Terry Teachout, writing on WSJ.com:
Simon Stone, the resident director of Belvoir St. Theatre, an Australian company, jumped head first into a pail of boiling oil when he took it upon himself to rewrite “Death of a Salesman.” Not only did he cut the play’s epilogue, but he altered the manner in which Willy Loman, Arthur Miller’s protagonist, meets his death. In the original play, Willy dies in a car crash that may or may not have been intentional; in Mr. Stone’s staging, he commits suicide by gassing himself….
Such productions, when done well, can offer fresh and illuminating perspectives on overfamiliar masterpieces — so long as their creators believe in the underlying validity of the original text. But whenever you deviate from that text, you run the risk of twisting, even perverting its meaning….At the same time…I do believe that great works of art can profit from radical reinterpretations that fling conventional wisdom out the window.

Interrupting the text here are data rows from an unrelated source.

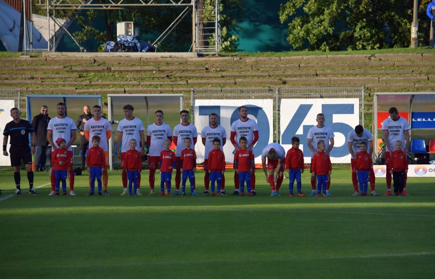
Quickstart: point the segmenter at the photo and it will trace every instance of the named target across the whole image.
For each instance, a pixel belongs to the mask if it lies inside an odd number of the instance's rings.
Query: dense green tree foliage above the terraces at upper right
[[[409,0],[292,0],[279,10],[293,48],[324,51],[409,46],[412,18]]]

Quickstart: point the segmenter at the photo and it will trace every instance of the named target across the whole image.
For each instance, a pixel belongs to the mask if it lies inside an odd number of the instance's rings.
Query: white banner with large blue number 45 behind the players
[[[307,147],[309,129],[316,125],[319,113],[325,115],[325,125],[334,131],[332,163],[350,163],[347,134],[359,124],[359,99],[281,99],[280,131],[281,145],[285,150],[292,148],[292,137],[298,137],[304,152],[305,163],[311,161]]]

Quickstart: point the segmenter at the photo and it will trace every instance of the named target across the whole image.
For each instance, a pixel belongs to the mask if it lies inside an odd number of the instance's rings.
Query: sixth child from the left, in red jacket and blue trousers
[[[225,171],[225,154],[221,150],[221,140],[213,140],[213,149],[208,154],[208,173],[210,173],[211,193],[214,196],[214,182],[218,182],[218,192],[216,196],[226,196],[225,190],[221,192],[222,174]]]

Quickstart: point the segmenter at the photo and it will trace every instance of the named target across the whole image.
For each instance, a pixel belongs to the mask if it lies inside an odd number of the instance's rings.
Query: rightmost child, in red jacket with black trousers
[[[390,159],[390,173],[393,174],[394,195],[401,196],[405,182],[405,173],[408,172],[408,160],[406,159],[406,154],[402,151],[402,141],[396,141],[394,147],[396,151],[393,151]]]

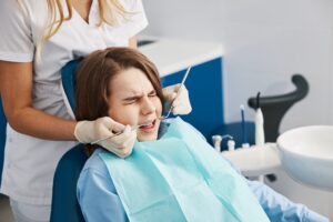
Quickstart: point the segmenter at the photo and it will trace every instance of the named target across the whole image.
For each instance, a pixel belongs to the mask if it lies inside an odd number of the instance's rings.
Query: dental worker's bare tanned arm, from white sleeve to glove
[[[0,61],[0,92],[9,124],[46,140],[74,140],[75,122],[32,108],[32,62]]]

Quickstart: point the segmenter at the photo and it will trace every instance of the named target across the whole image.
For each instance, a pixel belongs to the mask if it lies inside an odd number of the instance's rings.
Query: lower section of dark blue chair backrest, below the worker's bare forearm
[[[83,147],[72,148],[58,163],[53,178],[51,222],[84,222],[77,200],[77,182],[88,159]]]

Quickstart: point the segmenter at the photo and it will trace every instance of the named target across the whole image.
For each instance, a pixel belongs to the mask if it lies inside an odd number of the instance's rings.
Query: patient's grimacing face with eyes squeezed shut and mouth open
[[[131,68],[117,74],[109,87],[109,115],[122,124],[148,123],[149,125],[138,129],[138,140],[157,140],[162,103],[145,74]]]

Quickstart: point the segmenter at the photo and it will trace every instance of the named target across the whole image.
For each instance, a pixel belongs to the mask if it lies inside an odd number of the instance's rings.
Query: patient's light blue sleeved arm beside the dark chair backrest
[[[87,222],[128,221],[103,161],[99,155],[91,157],[89,161],[91,164],[84,167],[78,181],[78,201],[84,220]]]

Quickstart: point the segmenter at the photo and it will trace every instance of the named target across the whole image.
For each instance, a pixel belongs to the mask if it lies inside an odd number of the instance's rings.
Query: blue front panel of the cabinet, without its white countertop
[[[222,57],[192,67],[185,85],[192,112],[182,119],[194,125],[211,141],[212,132],[224,123]],[[180,83],[185,70],[162,77],[163,87]]]

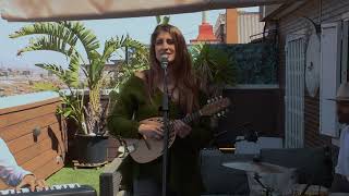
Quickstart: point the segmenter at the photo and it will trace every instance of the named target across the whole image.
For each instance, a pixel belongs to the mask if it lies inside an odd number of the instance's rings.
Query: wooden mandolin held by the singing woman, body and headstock
[[[227,107],[229,107],[230,100],[228,98],[217,97],[207,101],[207,105],[202,107],[194,113],[186,115],[181,119],[184,123],[190,123],[201,117],[222,117],[227,111]],[[151,118],[144,121],[158,121],[163,122],[163,118]],[[144,121],[141,121],[144,122]],[[169,143],[168,148],[171,147],[176,139],[176,133],[172,128],[171,121],[169,122]],[[155,160],[160,157],[164,152],[164,140],[155,139],[155,138],[142,138],[142,139],[127,139],[125,140],[127,148],[124,146],[120,146],[118,151],[120,152],[129,152],[132,159],[139,163],[146,163]]]

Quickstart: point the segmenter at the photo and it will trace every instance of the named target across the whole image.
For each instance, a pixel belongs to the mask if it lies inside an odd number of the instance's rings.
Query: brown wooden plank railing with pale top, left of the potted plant
[[[46,179],[64,166],[67,134],[56,114],[61,105],[53,93],[0,98],[0,137],[17,163]],[[8,186],[0,181],[0,189]]]

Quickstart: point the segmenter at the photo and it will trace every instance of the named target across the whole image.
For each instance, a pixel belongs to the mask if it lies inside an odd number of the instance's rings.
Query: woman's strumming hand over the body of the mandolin
[[[139,133],[143,135],[145,139],[154,138],[161,139],[164,137],[164,124],[154,118],[145,119],[141,121]]]

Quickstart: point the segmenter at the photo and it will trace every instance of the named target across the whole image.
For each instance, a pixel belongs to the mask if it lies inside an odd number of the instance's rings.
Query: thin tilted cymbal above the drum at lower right
[[[243,170],[246,172],[256,172],[256,173],[284,173],[287,169],[276,164],[270,164],[266,162],[253,162],[253,161],[224,162],[222,166],[231,169]]]

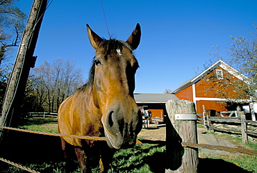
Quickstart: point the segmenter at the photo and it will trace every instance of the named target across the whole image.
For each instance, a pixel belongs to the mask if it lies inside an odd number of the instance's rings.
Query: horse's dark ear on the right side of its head
[[[131,46],[133,50],[137,49],[141,38],[141,27],[140,24],[135,26],[134,31],[132,32],[131,36],[126,40],[126,43]]]

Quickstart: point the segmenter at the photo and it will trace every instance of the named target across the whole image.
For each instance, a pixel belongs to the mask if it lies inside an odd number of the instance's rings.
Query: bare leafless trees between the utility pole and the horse
[[[69,60],[55,59],[52,64],[45,61],[33,69],[33,73],[36,100],[48,112],[56,112],[60,104],[83,85],[82,70]]]

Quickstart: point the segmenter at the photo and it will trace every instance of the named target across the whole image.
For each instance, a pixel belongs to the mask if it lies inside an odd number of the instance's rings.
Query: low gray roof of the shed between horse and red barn
[[[142,94],[135,93],[135,102],[137,104],[165,104],[170,99],[179,100],[174,94]]]

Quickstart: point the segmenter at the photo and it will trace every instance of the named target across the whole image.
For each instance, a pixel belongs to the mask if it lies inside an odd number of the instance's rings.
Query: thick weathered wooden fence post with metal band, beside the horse
[[[197,172],[198,149],[183,148],[181,142],[197,143],[197,115],[194,102],[169,100],[166,126],[166,173]]]

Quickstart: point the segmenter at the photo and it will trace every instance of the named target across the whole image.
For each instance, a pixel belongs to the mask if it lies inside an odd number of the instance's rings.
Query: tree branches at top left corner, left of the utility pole
[[[0,64],[17,47],[24,30],[26,15],[15,5],[16,0],[0,0]]]

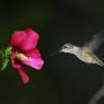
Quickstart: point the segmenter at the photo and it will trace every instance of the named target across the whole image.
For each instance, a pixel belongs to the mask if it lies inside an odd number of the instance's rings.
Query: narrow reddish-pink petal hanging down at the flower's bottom
[[[24,84],[28,83],[30,77],[25,73],[24,68],[18,69]]]

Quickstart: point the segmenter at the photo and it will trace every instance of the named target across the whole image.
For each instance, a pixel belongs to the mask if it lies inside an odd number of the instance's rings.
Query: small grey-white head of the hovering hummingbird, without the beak
[[[63,53],[72,53],[73,51],[73,45],[68,43],[68,44],[65,44],[61,48],[60,48],[60,51],[63,51]]]

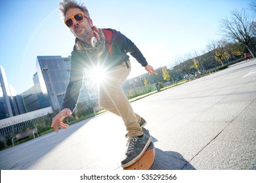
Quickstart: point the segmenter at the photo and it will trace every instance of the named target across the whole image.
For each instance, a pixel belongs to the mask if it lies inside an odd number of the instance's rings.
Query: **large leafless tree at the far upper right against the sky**
[[[221,20],[221,31],[231,39],[245,44],[253,58],[256,57],[251,42],[253,39],[253,16],[249,16],[244,9],[231,12],[231,20]]]

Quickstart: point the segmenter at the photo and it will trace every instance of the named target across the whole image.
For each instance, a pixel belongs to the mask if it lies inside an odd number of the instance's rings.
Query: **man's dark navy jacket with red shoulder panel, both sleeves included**
[[[89,58],[86,52],[78,52],[74,46],[71,56],[70,81],[66,90],[66,95],[62,103],[63,108],[74,110],[79,98],[80,90],[83,83],[83,71],[85,68],[91,69],[94,65],[102,65],[105,69],[112,69],[124,61],[129,60],[129,52],[143,67],[148,65],[146,59],[125,35],[114,29],[102,29],[106,39],[105,52],[100,58]]]

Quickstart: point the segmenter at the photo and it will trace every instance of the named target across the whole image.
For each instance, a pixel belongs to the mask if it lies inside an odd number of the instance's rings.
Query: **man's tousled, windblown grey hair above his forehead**
[[[83,5],[83,3],[77,3],[75,0],[62,0],[60,3],[58,3],[58,9],[62,13],[63,18],[65,19],[66,12],[70,8],[79,8],[81,11],[90,18],[89,10],[87,7]]]

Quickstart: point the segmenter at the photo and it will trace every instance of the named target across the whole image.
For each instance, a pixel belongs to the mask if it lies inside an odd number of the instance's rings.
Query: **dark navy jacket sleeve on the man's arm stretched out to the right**
[[[117,37],[118,37],[117,38],[118,44],[120,45],[121,49],[124,52],[129,52],[131,54],[131,56],[133,56],[133,58],[137,59],[137,61],[143,67],[148,65],[146,58],[144,58],[144,56],[140,52],[139,48],[137,48],[137,46],[130,39],[125,37],[125,35],[123,35],[119,31],[117,32]]]

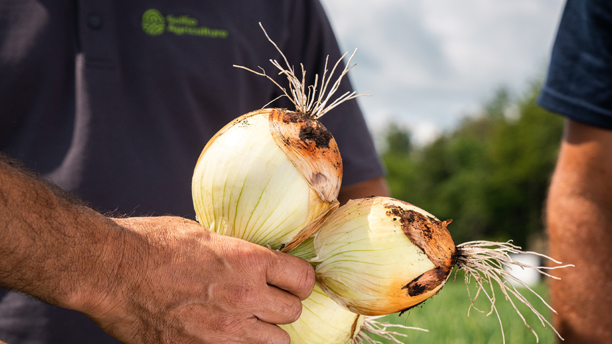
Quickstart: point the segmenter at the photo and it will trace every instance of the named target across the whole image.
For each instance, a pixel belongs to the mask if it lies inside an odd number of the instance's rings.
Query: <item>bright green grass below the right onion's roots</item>
[[[545,283],[539,283],[531,287],[548,302],[547,285]],[[472,282],[472,296],[474,296],[475,291]],[[535,309],[544,315],[548,321],[551,321],[550,310],[537,296],[525,288],[521,289],[521,293],[534,305]],[[501,291],[496,291],[496,297],[496,307],[504,326],[506,343],[536,343],[535,336],[524,326],[523,320],[512,308],[510,302],[504,299]],[[501,344],[502,334],[497,316],[495,313],[486,316],[486,313],[490,310],[490,303],[486,297],[481,293],[475,303],[476,307],[479,307],[485,313],[480,313],[472,308],[468,318],[469,304],[470,299],[465,283],[463,283],[463,279],[457,277],[455,282],[451,279],[436,296],[425,301],[423,304],[412,308],[401,316],[398,313],[388,315],[379,319],[379,321],[420,327],[430,331],[402,330],[401,332],[408,334],[408,337],[401,339],[406,344]],[[537,317],[526,307],[519,307],[518,305],[517,307],[528,324],[539,335],[540,344],[556,343],[556,334],[554,334],[550,327],[542,327]],[[381,338],[376,338],[376,340],[380,340],[383,343],[392,343]]]

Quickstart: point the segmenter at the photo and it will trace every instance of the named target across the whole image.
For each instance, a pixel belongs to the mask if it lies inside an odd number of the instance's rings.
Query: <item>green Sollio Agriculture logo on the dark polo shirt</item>
[[[211,29],[198,26],[196,18],[188,15],[166,15],[159,10],[149,9],[143,13],[143,31],[151,36],[159,36],[164,32],[171,32],[177,36],[189,35],[211,38],[227,38],[229,32],[224,29]]]

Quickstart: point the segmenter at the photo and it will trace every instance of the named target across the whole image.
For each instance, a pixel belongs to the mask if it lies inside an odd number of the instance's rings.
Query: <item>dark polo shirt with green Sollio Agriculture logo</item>
[[[2,1],[0,150],[99,211],[193,218],[204,144],[280,94],[232,67],[276,74],[269,59],[280,55],[259,22],[310,83],[327,54],[340,57],[318,0]],[[350,90],[345,78],[337,95]],[[383,174],[355,100],[321,121],[340,148],[343,185]],[[80,313],[6,291],[0,340],[116,342]]]

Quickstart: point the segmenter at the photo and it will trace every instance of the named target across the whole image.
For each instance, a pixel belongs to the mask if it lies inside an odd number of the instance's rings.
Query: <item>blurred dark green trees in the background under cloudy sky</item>
[[[500,89],[482,115],[421,148],[411,148],[409,133],[391,125],[383,161],[392,195],[453,219],[449,231],[456,243],[513,239],[525,247],[542,233],[563,127],[561,116],[535,103],[538,92],[534,84],[512,100]]]

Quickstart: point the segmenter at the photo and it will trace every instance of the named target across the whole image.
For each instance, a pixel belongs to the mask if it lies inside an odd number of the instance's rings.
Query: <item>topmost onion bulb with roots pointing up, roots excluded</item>
[[[313,128],[323,140],[304,135]],[[204,147],[192,179],[196,218],[216,233],[289,250],[338,207],[341,175],[337,144],[318,121],[252,111]]]

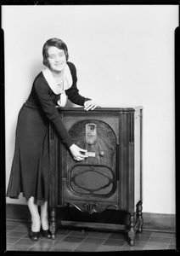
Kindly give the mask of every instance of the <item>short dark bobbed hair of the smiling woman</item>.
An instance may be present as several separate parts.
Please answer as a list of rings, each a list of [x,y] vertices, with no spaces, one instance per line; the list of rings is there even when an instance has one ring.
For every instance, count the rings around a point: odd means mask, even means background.
[[[42,48],[42,56],[43,56],[42,63],[44,66],[49,67],[49,64],[48,64],[48,47],[49,46],[55,46],[58,49],[63,49],[65,51],[66,61],[68,61],[69,53],[68,53],[68,48],[65,42],[63,42],[59,38],[50,38],[48,39],[48,41],[46,41],[46,43],[43,45],[43,48]]]

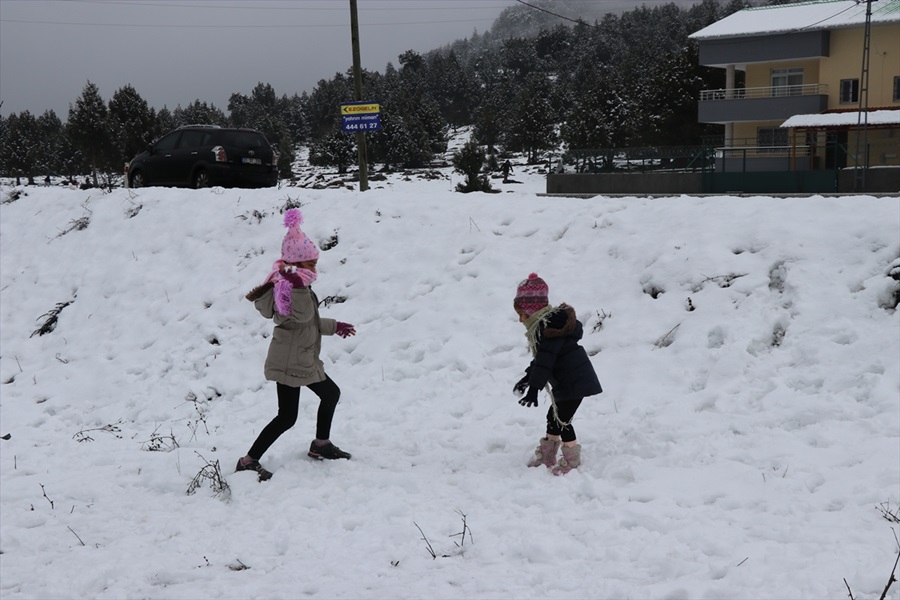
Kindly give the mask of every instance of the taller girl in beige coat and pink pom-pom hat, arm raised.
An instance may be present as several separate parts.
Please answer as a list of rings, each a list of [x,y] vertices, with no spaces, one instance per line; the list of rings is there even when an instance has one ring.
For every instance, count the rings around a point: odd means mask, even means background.
[[[308,387],[319,397],[316,439],[308,455],[318,460],[350,458],[331,443],[331,421],[341,390],[325,373],[319,354],[323,335],[356,335],[353,325],[319,316],[319,301],[310,285],[316,280],[319,250],[300,230],[303,216],[297,209],[285,213],[288,233],[266,281],[247,294],[256,310],[275,322],[265,376],[276,383],[278,414],[260,432],[247,455],[238,460],[235,471],[256,471],[260,481],[272,473],[259,464],[266,450],[297,421],[300,388]]]

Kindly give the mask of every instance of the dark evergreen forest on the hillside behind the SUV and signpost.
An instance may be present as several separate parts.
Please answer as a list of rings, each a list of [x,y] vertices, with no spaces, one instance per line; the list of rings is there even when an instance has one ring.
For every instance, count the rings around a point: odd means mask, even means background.
[[[700,91],[723,87],[724,71],[699,66],[688,36],[750,5],[640,6],[587,22],[560,19],[565,2],[515,4],[484,33],[424,54],[406,51],[383,73],[363,71],[364,99],[381,106],[381,130],[366,133],[370,168],[428,166],[461,127],[488,157],[518,154],[529,163],[560,147],[700,144],[721,133],[697,122]],[[52,110],[0,118],[0,175],[29,183],[90,175],[94,185],[108,184],[148,144],[186,124],[263,132],[285,179],[302,146],[310,164],[344,173],[357,148],[356,136],[341,131],[339,107],[354,99],[351,68],[299,95],[260,82],[249,95],[233,93],[224,108],[201,99],[152,107],[130,84],[107,100],[88,81],[65,121]]]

The thing I worry about is people who are discovering these classics for the first time. I’ve known several people who’ve gone to see one of these so-called “overfamiliar masterpieces” and told me they couldn’t understand why anyone ever liked them — and then described some inane addition that I had to assure them was crammed in there by someone attempting to “reinterpret” the play.
You can do a parody of “Citizen Kane” because anyone at any time can go watch the original. You can’t do that with most stage plays. Before a director decides it’s time to make a play new, I hope she’ll stop to think whether the play as written might already be new to most of her audience.